Bibstrings
Disclaimer. This post is to state some guidelines to work within my group. Nevertheless, the advice may help someone. But some other times, the discussion may derail into something particular of our practices.
When writing in LaTeX, you end up with several entries in a .bib
file. That file is a “database” for the different entries in your paper. And it becomes a pain to maintain.
The problem
Most probably, you took the entries from the automated websites that generate them, either in the publisher websites, or scrappers, like google scholar. Either way, you will end up with an entry for a journal or conference that is not standard (and most of the times wrong). Hence, always double-check it and fix the errors. Within the list of infuriating things is bad written references.
This tweaking becomes more evident when you are trying to standardize the different information. For instance, a quick search of paper’s published on CVPR yield the following writings for the conference
booktitle={CVPR}
organization={CVPR}
booktitle={IEEE Conference on Computer Vision and Pattern Recognition}
booktitle={Computer Vision and Pattern Recognition, IEEE Conference on}
Three of them have the correct field name. The two with CVPR
will not be translated correctly since the capital letters are not protected, but that is another story. And the other two have a different standard on the name. My point is how do you guarantee a consistent naming convention in your papers?
The solution
A solution is to use variables. The bibstrings are variables that are replaced when you are processing the “databases” of the references. They work by changing the literals (the strings in brackets in the example above) with some variable name.

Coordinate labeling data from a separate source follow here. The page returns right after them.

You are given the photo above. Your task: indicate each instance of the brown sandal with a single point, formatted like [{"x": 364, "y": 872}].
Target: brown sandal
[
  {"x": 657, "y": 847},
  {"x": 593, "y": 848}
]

To use them, you need to declare the variable in the .bib
file and then use it in one of the fields, like
@STRING{CVPR = "{IEEE} Conference on Computer Vision and Pattern Recognition"}
...
booktitle=CVPR
...
That will replace the CVPR
variable for the correct name. That is good because your database of references can be updated if you change the variable definition. So, instead of putting all the strings in the same file, you can spread them across different .bib
files and use them when importing the different bibliographies
\bibliography{file_with_your_variables,your_bib_file}
A packaged solution
To solve this problem, I am maintaining a database of several journals and conferences that are commonly used: journal list. The idea is to maintain two versions: abbreviated and full name journals. So, we can quickly switch between them when writing.
To use the journal list you only need to install in your local TeX tree the abrv.bib
and full.bib
files, available on the download artifacts section of the repo (follow the repo instructions on how and where to install them).
Optionally, you can clone the repo and contribute by adding more journal and conference names with a merge request.